Methyl CpG binding domain ultra-sequencing: a novel method for identifying inter-individual and cell-type-specific variation in DNA methylation

Experience-dependent changes in DNA methylation can exert profound effects on neuronal function and behaviour. A single learning event can induce a variety of DNA modifications within the neuronal genome, some of which may be common to all individuals experiencing the event, whereas others may occur in a subset of individuals.

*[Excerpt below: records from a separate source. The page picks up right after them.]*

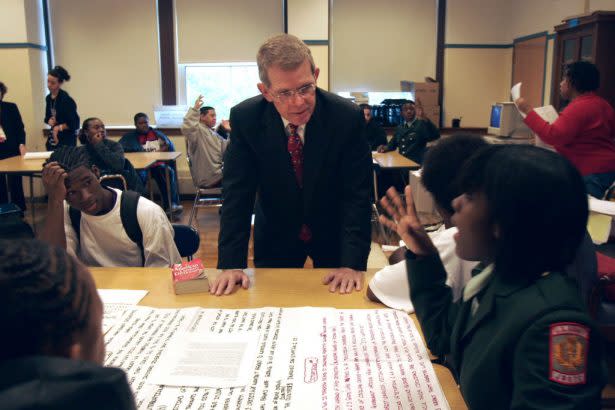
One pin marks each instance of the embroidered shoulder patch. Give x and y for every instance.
(568, 353)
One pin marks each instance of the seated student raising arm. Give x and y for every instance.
(52, 347)
(520, 336)
(104, 226)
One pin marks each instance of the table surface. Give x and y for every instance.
(140, 160)
(269, 287)
(393, 159)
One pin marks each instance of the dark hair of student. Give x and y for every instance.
(44, 301)
(70, 158)
(204, 110)
(537, 200)
(583, 76)
(140, 115)
(442, 164)
(83, 137)
(60, 73)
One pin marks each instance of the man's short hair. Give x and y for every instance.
(71, 158)
(442, 164)
(140, 115)
(205, 110)
(45, 300)
(284, 51)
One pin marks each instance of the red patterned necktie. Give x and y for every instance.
(295, 149)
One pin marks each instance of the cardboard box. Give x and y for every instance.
(189, 277)
(426, 93)
(433, 113)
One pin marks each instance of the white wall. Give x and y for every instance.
(374, 45)
(110, 48)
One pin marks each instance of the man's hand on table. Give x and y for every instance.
(345, 279)
(225, 283)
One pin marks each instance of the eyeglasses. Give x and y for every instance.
(304, 91)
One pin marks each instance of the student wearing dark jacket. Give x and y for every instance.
(108, 155)
(60, 111)
(520, 337)
(146, 139)
(12, 143)
(52, 348)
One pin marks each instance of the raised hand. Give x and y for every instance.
(403, 220)
(198, 103)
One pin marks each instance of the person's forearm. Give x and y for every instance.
(53, 231)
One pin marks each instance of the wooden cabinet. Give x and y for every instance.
(590, 38)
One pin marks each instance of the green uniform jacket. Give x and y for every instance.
(502, 355)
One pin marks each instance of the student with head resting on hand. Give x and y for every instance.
(105, 222)
(520, 336)
(108, 155)
(52, 347)
(441, 166)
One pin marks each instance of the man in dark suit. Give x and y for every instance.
(12, 143)
(304, 152)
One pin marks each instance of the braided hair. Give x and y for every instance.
(70, 158)
(45, 300)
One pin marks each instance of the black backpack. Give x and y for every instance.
(128, 215)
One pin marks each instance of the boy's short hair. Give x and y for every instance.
(537, 200)
(45, 300)
(442, 165)
(70, 158)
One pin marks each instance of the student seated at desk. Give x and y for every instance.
(520, 337)
(440, 169)
(108, 155)
(412, 136)
(102, 230)
(52, 347)
(146, 139)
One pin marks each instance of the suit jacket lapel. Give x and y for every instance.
(317, 141)
(275, 144)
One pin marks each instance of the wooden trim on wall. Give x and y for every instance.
(440, 39)
(47, 34)
(285, 15)
(167, 52)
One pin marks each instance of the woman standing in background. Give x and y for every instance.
(60, 111)
(12, 143)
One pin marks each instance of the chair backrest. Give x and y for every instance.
(187, 240)
(114, 181)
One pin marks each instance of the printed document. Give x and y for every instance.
(305, 358)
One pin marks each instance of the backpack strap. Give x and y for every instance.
(75, 220)
(128, 214)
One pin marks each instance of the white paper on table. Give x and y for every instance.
(199, 359)
(390, 286)
(37, 155)
(601, 207)
(547, 113)
(515, 92)
(115, 302)
(306, 358)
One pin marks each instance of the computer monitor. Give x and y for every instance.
(505, 121)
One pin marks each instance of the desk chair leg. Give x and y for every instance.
(380, 227)
(194, 207)
(32, 211)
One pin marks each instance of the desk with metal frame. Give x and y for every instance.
(269, 287)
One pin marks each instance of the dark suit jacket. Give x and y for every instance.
(334, 202)
(11, 123)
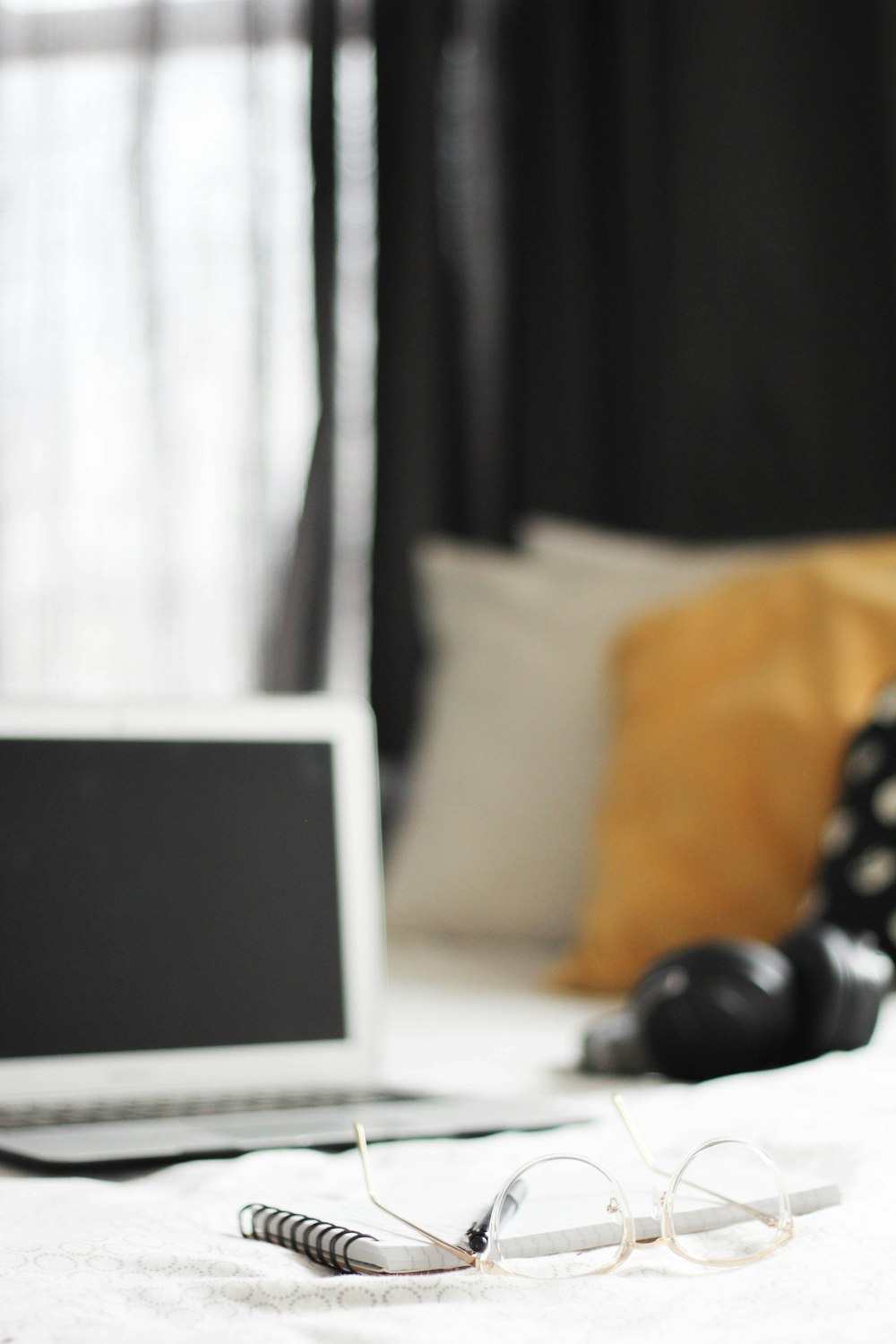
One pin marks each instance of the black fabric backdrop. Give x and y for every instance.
(637, 266)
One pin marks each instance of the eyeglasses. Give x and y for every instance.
(562, 1215)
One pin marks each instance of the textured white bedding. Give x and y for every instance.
(158, 1258)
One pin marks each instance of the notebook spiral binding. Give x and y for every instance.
(320, 1242)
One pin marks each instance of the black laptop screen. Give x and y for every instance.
(166, 894)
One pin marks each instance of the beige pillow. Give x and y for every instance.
(512, 739)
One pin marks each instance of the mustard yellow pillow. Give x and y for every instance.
(732, 714)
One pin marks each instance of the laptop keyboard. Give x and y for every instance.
(161, 1107)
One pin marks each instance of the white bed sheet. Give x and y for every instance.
(159, 1257)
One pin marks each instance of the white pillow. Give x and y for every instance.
(512, 738)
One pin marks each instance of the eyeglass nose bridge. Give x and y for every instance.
(657, 1207)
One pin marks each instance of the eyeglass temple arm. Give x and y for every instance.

Variations in experience-induced DNA methylation may subsequently confer increased vulnerability or resilience to the development of neuropsychiatric disorders. However, the detection of experience-dependent changes in DNA methylation in the brain has been hindered by the interrogation of heterogeneous cell populations, regional differences in epigenetic states and the use of pooled tissue obtained from multiple individuals. Methyl CpG Binding Domain Ultra-Sequencing (MBD Ultra-Seq) overcomes current limitations on genome-wide epigenetic profiling by incorporating fluorescence-activated cell sorting and sample-specific barcoding to examine cell-type-specific CpG methylation in discrete brain regions of individuals. We demonstrate the value of this method by characterizing differences in 5-methylcytosine (5mC) in neurons and non-neurons of the ventromedial prefrontal cortex of individual adult C57BL/6 mice, using as little as 50 ng of genomic DNA per sample. We find that the neuronal methylome is characterized by greater CpG methylation as well as the enrichment of 5mC within intergenic loci. In conclusion, MBD Ultra-Seq is a robust method for detecting DNA methylation in neurons derived from discrete brain regions of individual animals. This protocol will facilitate the detection of experience-dependent changes in DNA methylation in a variety of behavioural paradigms and help identify aberrant experience-induced DNA methylation that may underlie risk and resiliency to neuropsychiatric disease.